* [PATCH 1/7] Teach fast-import to print the id of each imported commit
2010-10-12 13:40 [PATCH/RFC] Add support for subversion dump format v3 David Barr
@ 2010-10-12 13:40 ` David Barr
2010-10-12 13:40 ` [PATCH 2/7] fast-import: Let importers retrieve the objects being written David Barr
1 sibling, 0 replies; 5+ messages in thread
From: David Barr @ 2010-10-12 13:40 UTC (permalink / raw)
To: Git Mailing List
Cc: Jonathan Nieder, Ramkumar Ramachandra, Sverre Rabbelier,
Shawn O. Pearce
From: Jonathan Nieder <jrnieder@gmail.com>
For the svn importer, it would be useful to build a map from
subversion revision numbers to git commits as the import takes place.

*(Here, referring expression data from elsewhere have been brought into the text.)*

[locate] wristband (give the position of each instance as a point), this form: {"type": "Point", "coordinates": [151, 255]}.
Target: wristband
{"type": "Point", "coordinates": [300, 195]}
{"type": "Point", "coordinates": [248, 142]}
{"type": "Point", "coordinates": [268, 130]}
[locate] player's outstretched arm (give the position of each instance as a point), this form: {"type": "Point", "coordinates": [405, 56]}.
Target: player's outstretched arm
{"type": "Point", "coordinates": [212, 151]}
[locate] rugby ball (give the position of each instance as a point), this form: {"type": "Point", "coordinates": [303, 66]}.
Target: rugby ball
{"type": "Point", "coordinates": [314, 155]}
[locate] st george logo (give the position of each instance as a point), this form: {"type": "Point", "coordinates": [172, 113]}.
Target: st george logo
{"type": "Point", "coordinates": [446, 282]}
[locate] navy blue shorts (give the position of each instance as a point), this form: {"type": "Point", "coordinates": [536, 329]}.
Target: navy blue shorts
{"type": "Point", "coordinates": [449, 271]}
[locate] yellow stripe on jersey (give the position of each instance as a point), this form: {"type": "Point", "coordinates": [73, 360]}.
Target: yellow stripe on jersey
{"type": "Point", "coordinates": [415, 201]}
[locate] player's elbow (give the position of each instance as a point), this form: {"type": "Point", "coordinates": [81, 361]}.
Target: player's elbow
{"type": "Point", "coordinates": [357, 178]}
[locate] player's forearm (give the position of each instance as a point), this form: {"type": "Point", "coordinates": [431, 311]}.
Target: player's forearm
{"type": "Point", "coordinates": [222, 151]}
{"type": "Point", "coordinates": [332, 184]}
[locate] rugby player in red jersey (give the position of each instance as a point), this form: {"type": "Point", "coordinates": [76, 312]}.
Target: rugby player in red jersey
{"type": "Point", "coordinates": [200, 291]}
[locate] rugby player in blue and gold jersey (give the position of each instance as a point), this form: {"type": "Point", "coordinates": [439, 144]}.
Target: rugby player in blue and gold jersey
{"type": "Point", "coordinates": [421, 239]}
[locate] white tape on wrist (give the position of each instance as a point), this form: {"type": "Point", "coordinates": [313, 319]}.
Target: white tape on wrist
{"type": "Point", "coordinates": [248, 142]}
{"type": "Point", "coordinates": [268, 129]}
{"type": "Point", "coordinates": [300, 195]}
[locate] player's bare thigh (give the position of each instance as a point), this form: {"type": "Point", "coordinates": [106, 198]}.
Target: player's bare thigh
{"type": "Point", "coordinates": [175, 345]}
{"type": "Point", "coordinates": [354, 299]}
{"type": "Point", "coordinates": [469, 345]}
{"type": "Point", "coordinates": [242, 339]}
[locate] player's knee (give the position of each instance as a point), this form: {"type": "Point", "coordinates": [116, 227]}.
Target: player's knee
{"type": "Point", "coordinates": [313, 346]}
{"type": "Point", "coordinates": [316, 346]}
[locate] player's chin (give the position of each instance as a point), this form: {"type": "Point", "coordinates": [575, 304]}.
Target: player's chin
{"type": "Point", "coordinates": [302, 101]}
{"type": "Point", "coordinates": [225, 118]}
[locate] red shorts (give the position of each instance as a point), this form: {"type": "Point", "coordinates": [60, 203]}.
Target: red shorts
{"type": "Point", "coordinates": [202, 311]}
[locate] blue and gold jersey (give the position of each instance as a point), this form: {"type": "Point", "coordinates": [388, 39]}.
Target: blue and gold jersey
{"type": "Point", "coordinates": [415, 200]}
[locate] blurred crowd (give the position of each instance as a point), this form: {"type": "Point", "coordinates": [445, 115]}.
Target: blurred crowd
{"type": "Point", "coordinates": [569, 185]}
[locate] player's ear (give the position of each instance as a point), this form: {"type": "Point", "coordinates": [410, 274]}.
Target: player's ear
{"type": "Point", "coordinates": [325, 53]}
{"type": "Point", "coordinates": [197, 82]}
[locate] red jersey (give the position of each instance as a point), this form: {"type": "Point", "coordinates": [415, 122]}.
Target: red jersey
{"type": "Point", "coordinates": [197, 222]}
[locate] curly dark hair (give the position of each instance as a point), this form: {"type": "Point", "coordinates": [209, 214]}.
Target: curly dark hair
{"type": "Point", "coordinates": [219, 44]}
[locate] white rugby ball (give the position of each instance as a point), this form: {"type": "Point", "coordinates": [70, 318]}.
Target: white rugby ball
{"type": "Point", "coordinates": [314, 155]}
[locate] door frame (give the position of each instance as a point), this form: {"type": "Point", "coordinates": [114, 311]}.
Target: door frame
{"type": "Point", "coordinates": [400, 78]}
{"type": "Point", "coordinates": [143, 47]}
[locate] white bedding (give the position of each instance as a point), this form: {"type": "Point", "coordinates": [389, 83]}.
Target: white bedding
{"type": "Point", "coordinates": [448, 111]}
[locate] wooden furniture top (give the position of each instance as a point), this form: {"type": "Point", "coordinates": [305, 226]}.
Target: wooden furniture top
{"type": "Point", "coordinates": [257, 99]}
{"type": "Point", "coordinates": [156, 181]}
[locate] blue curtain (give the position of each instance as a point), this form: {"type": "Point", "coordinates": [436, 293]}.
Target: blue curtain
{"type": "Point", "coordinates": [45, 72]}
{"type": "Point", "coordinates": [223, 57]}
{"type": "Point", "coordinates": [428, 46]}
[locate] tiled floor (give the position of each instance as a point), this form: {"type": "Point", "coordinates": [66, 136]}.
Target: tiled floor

This is particularly relevant because the subversion api sometimes
represents as "copy this directory from this revision", and the
importer needs to be able to access the corresponding trees. So
(optionally) print each commit id when the corresponding object is
written.
Unfortunately when each commit object is written, it is not yet
accessible to the caller until a checkpoint has finished. A later
patch will teach fast-import to directly pass on the relevant data on
request, using the same channel.
Cc: Shawn O. Pearce <spearce@spearce.org>
Cc: Sverre Rabbelier <srabbelier@gmail.com>
Signed-off-by: Jonathan Nieder <jrnieder@gmail.com>
---
Documentation/git-fast-import.txt | 13 +++++++++++++
fast-import.c | 18 ++++++++++++++++++
t/t9300-fast-import.sh | 36 ++++++++++++++++++++++++++++++++++++
3 files changed, 67 insertions(+), 0 deletions(-)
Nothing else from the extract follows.